I would like to mention that our git repo is in fact Atlassian Bitbucket.

We’re also on Bitbucket, and seeing the same issue.

Hi @Nosmoht, we are in the process of getting some improvements merged, which should fix this. Could you try this image ghcr.io/fluxcd/image-automation-controller:rc-48bcca59 and confirm whether it solves the issue for you?

@uderik @Nosmoht here’s the release candidate for source controller: ghcr.io/fluxcd/source-controller:rc-4b3e0f9a

Can you please give it a go and let me know whether it resolved your issues?

@pjbgf on two clusters (us-east-1 and ap-southeast-1) same issue, many errors with transport close (potentially due to a timeout) and no updates on another cluster (eu-central-1) see pod restarts with last error:

[signal SIGSEGV: segmentation violation code=0x80 addr=0x0 pc=0x16f19c0]
runtime stack:
runtime.throw({0x1da3c46, 0xc0008dc8f8})
        runtime/panic.go:1198 +0x71
runtime.sigpanic()

maybe it has something to do with the location of the clusters , gitlab location eu-central-1

gitrepo interval 1min, timeout 2min

see attach for pod crash log pod_crash.log

update: log with first issue image-controller.log

Still encountering this issue after updating to 0.28.0

It alternates with unable to clone: transport closed

Hi guys,

I fixed this by temporarily downgrading image-automation-controller from v0.17.1 to 0.14.1, removing .git from repo url and by using 3m for git timeout. One of these changes or a combination of them made the error disappear on 2 clusters.

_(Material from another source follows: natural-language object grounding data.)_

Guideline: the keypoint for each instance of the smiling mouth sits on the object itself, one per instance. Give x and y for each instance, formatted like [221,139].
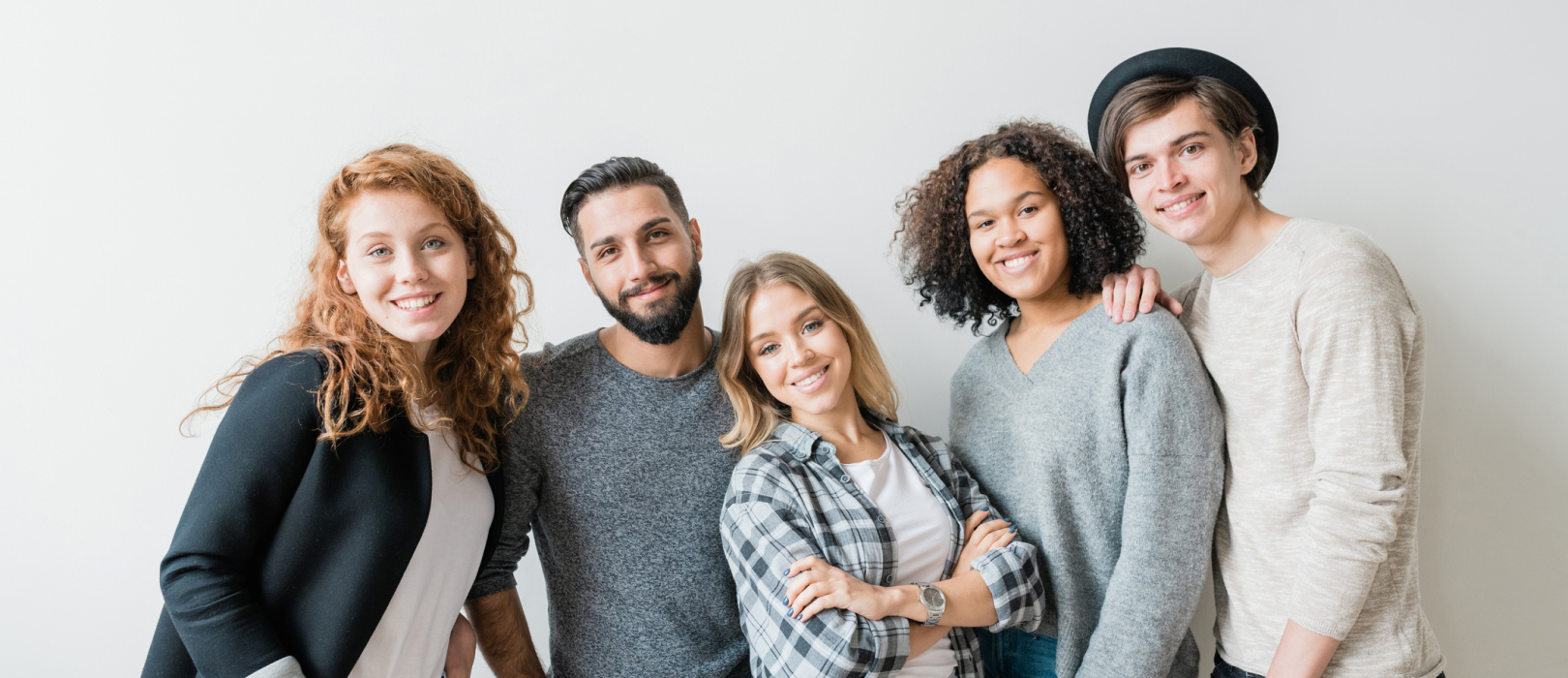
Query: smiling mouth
[414,303]
[1183,204]
[1018,261]
[811,379]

Have created an upstream issue to ask for guidance now that our code should be close to picture perfect: https://github.com/libgit2/git2go/issues/851

Haven’t had time to test yet will try next week

The above changes are now available in image-automation-controller v0.16.1

ghcr.io/fluxcd/image-automation-controller:v0.16.1

Now got an image-automation-controller image as well, based on https://github.com/fluxcd/image-automation-controller/pull/239: docker.io/hiddeco/image-automation-controller:sc-git-update-9ef9856@sha256:53f3d91172b198d8b916d3aefa4dd62867b2c678fb4ca919c61974617

@rjhenry thanks a lot! 🙇🥇 Did a quick port, and the image details can be found at https://github.com/fluxcd/image-automation-controller/pull/238

Hey everyone! After upgrade FluxCD2 to the latest version I faced with the same issue 😦 I checked gitRepository CRD and by default is go-git gitImplementationson, I’ve tried to change to libgit2, but still have errors:

{
  "level": "error",
  "ts": "2021-09-07T11:35:38.559Z",
  "logger": "controller-runtime.manager.controller.imageupdateautomation",
  "msg": "Reconciler error",
  "reconciler group": "image.toolkit.fluxcd.io",
  "reconciler kind": "ImageUpdateAutomation",
  "name": "image-update-automation-myrepo",
  "namespace": "test-ns",
  "error": "unable to clone ssh://git@github.com/repo/myrepo, error: SSH could not read data: Error waiting on socket"
}

Any thoughts , how to fix this ? Thanks 🙏

For the record, this occurs with both libgit2 and go-git gitImplementationson the gitRepository resource; I’ve switched back to go-git as the source controller seemed much happier with that.